Beitrag von kokkinos vrachos »

Moin und Kalispera p22, deine Anmerkung unterscheidet sich nicht von Simon und meiner, du bist nur ausführlicher auf die Verbreitung eingegangen.

Seuchenproduktion

"Wie ihre Vorläufer Vogelgrippe und Schweinegrippe ist das Virus, welches die gegenwärtige Epidemie bestimmt (SARS-CoV-2), an einem Verknüpfungspunkt zwischen Ökonomie und Epidemiologie entstanden. Nicht zufällig führen so viele dieser Viren Tiernamen in ihren Bezeichnungen: Die Ausbreitung neuer Krankheiten auf die Humanbevölkerung ist fast durchweg das Ergebnis sogenannter ‚zoonotischer Übertragung‘, eine fachsprachliche Ausdrucksweise für das Springen solcher Infektionen von Tieren auf Menschen. Das Über-Springen von einer Spezies auf die nächste ereignet sich unter bestimmten Bedingungen von Nähe und regelmäßigem Kontakt. Zusammengefasst bilden diese Faktoren die Umgebung, in der sich die Krankheit entwickeln muss. Ändert sich diese Schnittstelle zwischen humaner und animalischer Welt, so ändern sich auch die Bedingungen, unter denen die Krankheit sich fortentwickelt. Unter den vier Hochöfen (am Yang-Tse) erhitzt sich ein tiefer gelegener Ofen, der die industriellen Zentren der Welt unterfüttert: der evolutionäre Dampfkochtopf der kapitalistischen Agrikultur und Urbanisierung. Er stellt das ideale Medium dar, in dem immer verheerendere Seuchen erzeugt, verändert und zu zoonotischen Sprüngen veranlasst werden, die dann auf aggressive Weise auf die Menschen übertragen werden. Hinzu kommen ähnlich tiefgreifende Abläufe in den Randzonen der Ökonomie, wo »Wildgebiete« dem Druck von Menschen ausgesetzt sind, die gezwungenermaßen immer umfangreichere agroökonomische Eingriffe in lokale Ökosysteme vornehmen. Mit seiner »wilden« Ursprungslegende und seiner blitzschnellen Verbreitung inmitten eines hochindustrialisierten, verstädterten Kernbereichs der Weltwirtschaft demonstriert das jüngste Coronavirus beide Dimensionen unserer neuen Ära politisch-ökonomischer Seuchen.

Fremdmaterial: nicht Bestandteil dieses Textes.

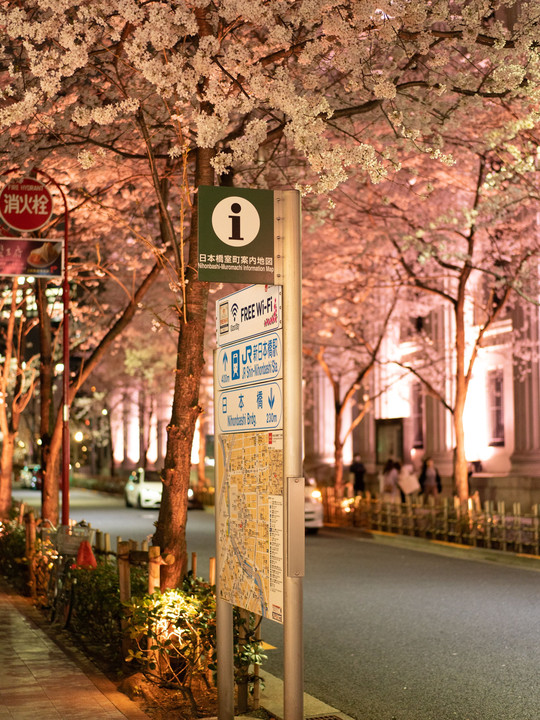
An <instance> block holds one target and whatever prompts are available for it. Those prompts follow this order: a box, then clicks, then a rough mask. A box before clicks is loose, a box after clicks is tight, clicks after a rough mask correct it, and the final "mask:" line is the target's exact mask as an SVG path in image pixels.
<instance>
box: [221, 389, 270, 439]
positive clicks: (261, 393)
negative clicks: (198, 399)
mask: <svg viewBox="0 0 540 720" xmlns="http://www.w3.org/2000/svg"><path fill="white" fill-rule="evenodd" d="M215 414H216V416H217V421H218V427H219V431H220V432H222V433H232V432H243V431H253V430H256V431H258V430H280V429H282V428H283V397H282V392H281V382H270V383H262V384H260V385H248V386H244V387H239V388H234V389H232V390H225V391H223V392H220V393H219V395H218V401H217V407H216V409H215Z"/></svg>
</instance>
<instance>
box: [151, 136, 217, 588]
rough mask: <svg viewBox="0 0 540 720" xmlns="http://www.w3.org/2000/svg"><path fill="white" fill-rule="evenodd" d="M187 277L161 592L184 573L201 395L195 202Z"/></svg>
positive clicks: (212, 178)
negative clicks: (184, 316) (193, 437)
mask: <svg viewBox="0 0 540 720" xmlns="http://www.w3.org/2000/svg"><path fill="white" fill-rule="evenodd" d="M211 157H212V151H211V150H209V149H199V150H198V151H197V168H196V186H197V187H199V185H212V184H213V171H212V167H211V165H210V159H211ZM192 212H193V214H192V219H191V233H190V238H189V264H188V270H187V273H186V282H187V288H186V319H185V321H184V322H183V323H182V325H181V327H180V332H179V335H178V350H177V356H176V373H175V387H174V398H173V407H172V414H171V421H170V423H169V425H168V427H167V451H166V454H165V462H164V467H163V472H162V479H163V497H162V501H161V507H160V510H159V517H158V521H157V524H156V532H155V534H154V538H153V542H154V545H158V546H159V547H160V548H161V552H162V553H165V554H171V555H173V556H174V558H175V560H174V563H173V564H171V565H162V566H161V589H162V590H166V589H167V588H174V587H178V586H179V584H180V583H181V581H182V579H183V577H184V576H185V574H186V571H187V546H186V521H187V491H188V487H189V477H190V472H191V447H192V445H193V436H194V433H195V425H196V422H197V418H198V417H199V415H200V413H201V412H202V410H201V408H200V406H199V392H200V383H201V375H202V369H203V365H204V355H203V348H204V331H205V326H206V309H207V304H208V289H209V288H208V283H202V282H200V281H199V280H198V279H197V271H196V268H197V229H198V226H197V198H196V199H195V203H194V206H193V211H192Z"/></svg>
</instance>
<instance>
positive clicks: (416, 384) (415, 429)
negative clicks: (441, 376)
mask: <svg viewBox="0 0 540 720" xmlns="http://www.w3.org/2000/svg"><path fill="white" fill-rule="evenodd" d="M411 421H412V432H413V437H412V440H413V448H423V447H424V393H423V392H422V383H413V385H412V387H411Z"/></svg>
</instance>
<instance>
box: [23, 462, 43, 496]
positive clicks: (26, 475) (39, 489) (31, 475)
mask: <svg viewBox="0 0 540 720" xmlns="http://www.w3.org/2000/svg"><path fill="white" fill-rule="evenodd" d="M19 481H20V483H21V487H24V488H30V489H31V490H41V486H42V484H43V473H42V471H41V465H25V466H24V467H23V468H22V469H21V471H20V473H19Z"/></svg>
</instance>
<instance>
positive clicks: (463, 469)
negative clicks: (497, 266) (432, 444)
mask: <svg viewBox="0 0 540 720" xmlns="http://www.w3.org/2000/svg"><path fill="white" fill-rule="evenodd" d="M467 277H468V275H467ZM465 282H466V281H465V280H463V281H462V287H465ZM464 297H465V294H464V292H461V293H459V296H458V302H457V304H456V309H455V318H456V394H455V400H454V432H455V435H456V450H455V455H454V482H455V487H456V492H457V495H458V498H459V500H460V502H461V503H466V502H467V498H468V497H469V488H468V483H467V459H466V456H465V433H464V430H463V413H464V410H465V401H466V399H467V389H468V380H467V375H466V372H465V349H466V343H465V313H464Z"/></svg>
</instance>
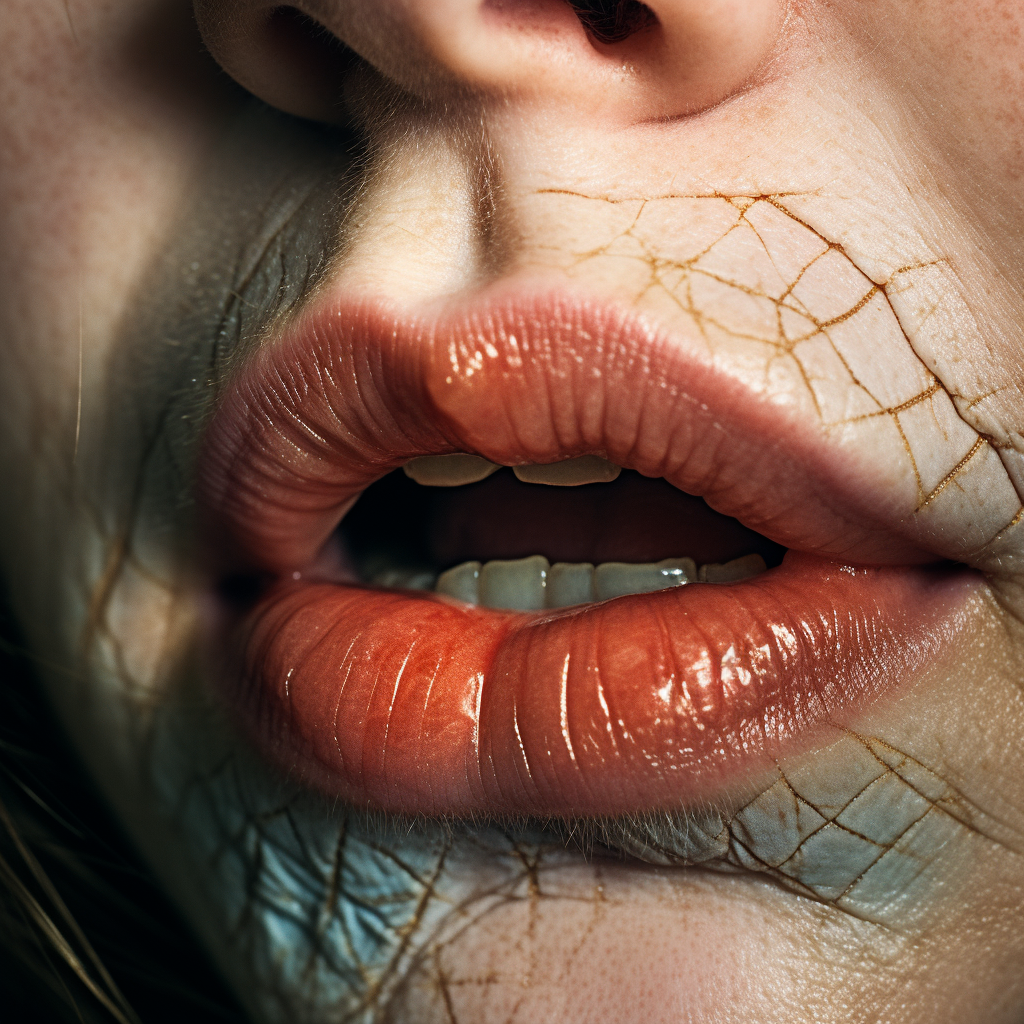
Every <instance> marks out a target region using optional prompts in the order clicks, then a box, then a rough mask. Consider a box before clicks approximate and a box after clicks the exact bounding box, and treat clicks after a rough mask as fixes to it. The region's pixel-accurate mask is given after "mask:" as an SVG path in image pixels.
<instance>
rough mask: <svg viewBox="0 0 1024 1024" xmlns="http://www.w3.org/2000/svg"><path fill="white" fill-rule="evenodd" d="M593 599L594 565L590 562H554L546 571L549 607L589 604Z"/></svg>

Der dargelegte Grundgedanke wurde am gründlichsten von linksgerichteten Biologen wie Robert G. Wallace entwickelt, dessen 2016 erschienenes Buch Big Farms Make Big Flu (»Große Farmen bringen große Grippe«) das Thema der Verbindung zwischen kapitalistischer Landwirtschaft und der Ursachenkette vorausgehender Epidemien von SARS bis Ebola erschöpfend behandelt.3 Diese Epidemien lassen sich vorläufig in zwei Gruppen unterteilen. Die erste umfasst solche, die sich in Kernbereichen der agroökonomischen Wertschöpfung entwickeln, die zweite in deren »Hinterland«. Im Nachweis der Ausbreitung von H5N5, bekannt als »Vogelgrippe«, fasst er bestimmte geografische Schlüsselfaktoren von Epidemien zusammen, die in produktiven Kernzonen entstehen:

Ländliche Flächen in vielen der ärmsten Länder tragen inzwischen die Kennzeichen von ungeregelter Agroökonomie, unmittelbar neben weiträumigen städtischen Slums. Die unüberwachte Übertragung in anfälligen Gegenden erhöht die genetische Variationsbereitschaft, unter der H5N5 humanspezifische Eigenschaften entwickeln kann. Bei seiner Verbreitung über drei Kontinente tritt H5N5 in Berührung mit einer wachsenden Anzahl sozioökonomischer Umfelder einschließlich ortstypischer Verbindungen von vorherrschenden Wirtsformen, Varianten der Massengeflügelhaltung und Maßnahmen der Veterinärmedizin.4

Solche Verbreitung folgt selbstverständlich den weltweiten Warenkreisläufen und den üblichen Wanderungsbewegungen der Arbeitskraft, welche die Geographie der kapitalistischen Ökonomie bestimmen. Als Ergebnis erscheint »ein Typus von eskalierender breiteninfektiöser Selektion« über welche das Virus sich auf einer größeren Anzahl evolutionärer Pfade in kürzerer Zeit positioniert, was die erfolgreichsten Varianten befähigt, die anderen im Wettbewerb zu verdrängen."